A discussão segue a respeito da origem da moral. Hitchens afirma que a moral é “básica e inata” na humanidade. Wilson questiona, dizendo que, mesmo que fosse inata, a moral não seria digna de crédito, já que, para o pensamento ateu, somos fruto da evolução e, portanto, vivemos num universo em mudança. Então, nossa moral inata pode ter sido outra ou poderá ser outra. “Temos primos [evolutivos] distantes cujas mães comiam os filhotes. Isso lhes era inato? Será que eles se desenvolveram porque agir assim não era bom para eles? [...] Se o cristianismo é ruim para o mundo, os ateus não podem afirmar isso com coerência, pois lhes falta um critério fixo para definir o que é ruim” (p. 54).
Com respeito à “coexistência de Deus com o mal”, apontada por Hitchens no quinto round, Wilson responde que prefere Deus mais o problema do mal em vez da ausência de Deus junto com um “Mal? Tudo bem!” (p. 63). Gostei dessa resposta simples porque mostra que, a despeito da relativa dificuldade de seu explicar a existência do mal num universo criado por um Deus todo-poderoso e todo-amoroso, é justamente o conceito de um Deus perfeito e bom que nos leva à indignação contra o mal (por contraste) e alimenta o desejo de buscar algo melhor e de esperar respostas desse Deus.
No sexto e último round, Wilson, como bom pastor, termina fazendo veemente apelo a Hitchens: “[O Senhor] estabeleceu um lar que, além de grande, é acolhedor; há bastante espaço para você.

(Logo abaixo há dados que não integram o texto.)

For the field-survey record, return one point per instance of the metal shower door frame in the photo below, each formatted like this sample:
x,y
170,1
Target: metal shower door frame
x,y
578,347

Nada que já tenha feito ou falado será usado contra você. Todas as coisas serão purificadas e perdoadas. Sobre a mesa há comida simples – pão e vinho. A porta está aberta, e vou deixar a luz acesa para você” (p. 77).

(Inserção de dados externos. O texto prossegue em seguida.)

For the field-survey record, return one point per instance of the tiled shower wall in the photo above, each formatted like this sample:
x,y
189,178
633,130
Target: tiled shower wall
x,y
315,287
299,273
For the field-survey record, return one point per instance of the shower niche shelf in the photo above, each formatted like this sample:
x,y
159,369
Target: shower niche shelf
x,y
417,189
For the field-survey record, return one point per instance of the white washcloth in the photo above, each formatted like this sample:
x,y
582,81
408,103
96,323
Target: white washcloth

Que bom que Wilson concluiu assim o debate! Creio que seriam as mesmas palavras que eu gostaria de dizer com carinho e respeito a todo ateu sincero. Agora só me resta orar por Hitchens e outros que precisam conhecer o Deus verdadeiro e encontrar descanso nEle.

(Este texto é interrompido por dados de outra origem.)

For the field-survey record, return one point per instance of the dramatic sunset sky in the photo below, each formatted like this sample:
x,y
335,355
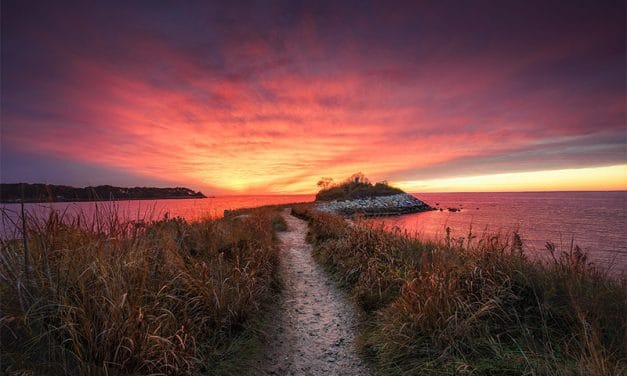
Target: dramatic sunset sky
x,y
267,97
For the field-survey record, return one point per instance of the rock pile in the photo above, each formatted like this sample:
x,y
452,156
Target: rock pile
x,y
401,203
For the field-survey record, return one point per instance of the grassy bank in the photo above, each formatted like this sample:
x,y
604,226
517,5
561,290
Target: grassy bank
x,y
474,307
104,297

Meses depois de ler o livro O Cristianismo é Bom Para o Mundo?, lendo outro livro – Antropologia Cristã, de Valfredo Tepe (Vozes) –, me deparei com esta citação, na página 244, que me fez lembrar do debate entre Hitchens e Wilson: “Jürgen Habermas, o último dos grandes filósofos da escola de Frankfurt, fez recentemente um discurso que chamou atenção pela abertura positiva para a religião. Afirmou que não conhecia nenhuma alternativa para a herança da cultura ocidental que proveio da ética judaica da justiça e da ética cristã do amor. Dessa substância se alimentaram todas as ideias ‘de liberdade e convivência solidária, de conduta autônoma da vida, da moral de consciência individual, de direitos humanos e democracia’. Tudo o mais seria ‘conversa pós-moderna’.”